Consider this final dilemma.  Right in the middle of the story of Joseph is story of Judah and Tamar.  An adulterous relationship with his daughter-in-law.  Deception, lies again.  What is the point of this story?  Where is Tamar's name in the New Testament?  She is the straight line ancestor of Jesus.  What!!?  Yes, this is true, from this crooked, distorted and just strange set of circumstances, God draws a straight line to the Messiah, to Jesus, the one who saves us from our sin.  Wow.  God really does use a crooked stick.

Finally, let us consider the story of Joseph.  It the words of Joseph we see the articulation of how this principle works.  God truly is awesome, making out of sin a way of redemption. 

>So Joseph said to his brothers, "Come near to me, please." And they came near. And he said, "I am your brother, Joseph, whom you sold into Egypt.  And now do not be distressed or angry with yourselves because you sold me here, for God sent me before you to preserve life.  For the famine has been in the land these two years, and there are yet five years in which there will be neither plowing nor harvest.  And God sent me before you to preserve for you a remnant on earth, and to keep alive for you many survivors.  So it was not you who sent me here, but God. Gen 45:4-8

This is not a license to sin, but instead it shows that even when we fail, God's grace is greater than our sin.  What an encouragement it is to read these stories, and realize that because God is the one moving the stick, we are able to see his goodness and receive his grace and mercy.
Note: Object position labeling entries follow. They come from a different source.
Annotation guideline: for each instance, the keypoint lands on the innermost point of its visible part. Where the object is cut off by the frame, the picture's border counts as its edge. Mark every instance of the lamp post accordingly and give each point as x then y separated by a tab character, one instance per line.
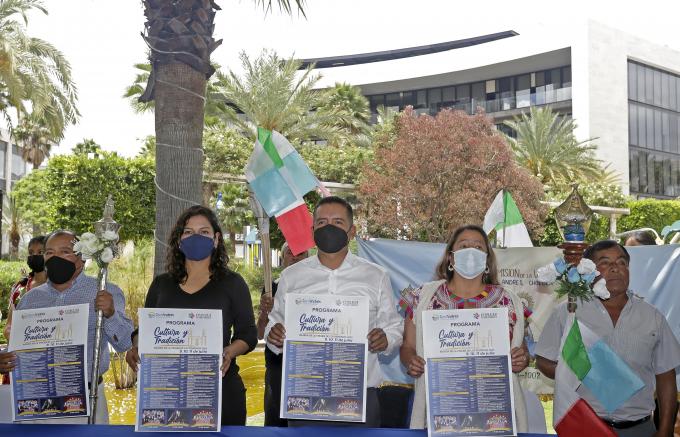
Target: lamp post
573	217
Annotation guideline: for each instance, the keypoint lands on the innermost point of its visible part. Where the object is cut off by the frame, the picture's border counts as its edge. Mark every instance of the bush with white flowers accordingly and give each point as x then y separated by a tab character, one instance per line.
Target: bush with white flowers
100	249
574	280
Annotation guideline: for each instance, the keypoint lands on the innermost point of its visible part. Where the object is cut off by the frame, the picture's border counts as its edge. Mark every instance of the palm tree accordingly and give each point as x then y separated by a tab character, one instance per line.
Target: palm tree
33	73
180	38
349	111
273	94
234	212
213	107
15	223
547	147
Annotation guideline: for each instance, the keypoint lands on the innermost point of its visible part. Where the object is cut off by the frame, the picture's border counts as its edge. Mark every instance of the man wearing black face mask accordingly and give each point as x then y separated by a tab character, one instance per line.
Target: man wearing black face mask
336	271
68	285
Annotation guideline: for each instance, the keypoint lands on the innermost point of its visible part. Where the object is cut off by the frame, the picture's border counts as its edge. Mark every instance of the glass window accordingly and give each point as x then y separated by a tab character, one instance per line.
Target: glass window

**3. Why does God draw the straight line with crooked sticks?**
 
*To give occasion for God's grace.*
Despite all that Jacob did, that Judah did, that we do, God lavishes grace upon grace.  God preserves Joseph (like Jesus), to demonstrate the glory of his grace to a sinful people.

*To show the priority of his purposes*
It is not Jacob's will, Judah's will, or Joseph's will.  It is God's will that prevails.  To not be deceived our own Will will never prevail. 

*To show what God can accomplish, for his glory to be displayed. *
In Genesis 28 we see Jacob understanding this.  He knows who gets the credits, who gets the glory.  It is God.  No other.


God draws a straight line through history, through creation, the fall, the flood, through  his son Jesus on the cross, through the apostles and the church, through judgment and rebirth.  It is the story of redemption.  The crooked stick is not the point, but the movement of the one who holds it.  God is great, God is Good. 

Let all names Praise His Name!  Amen!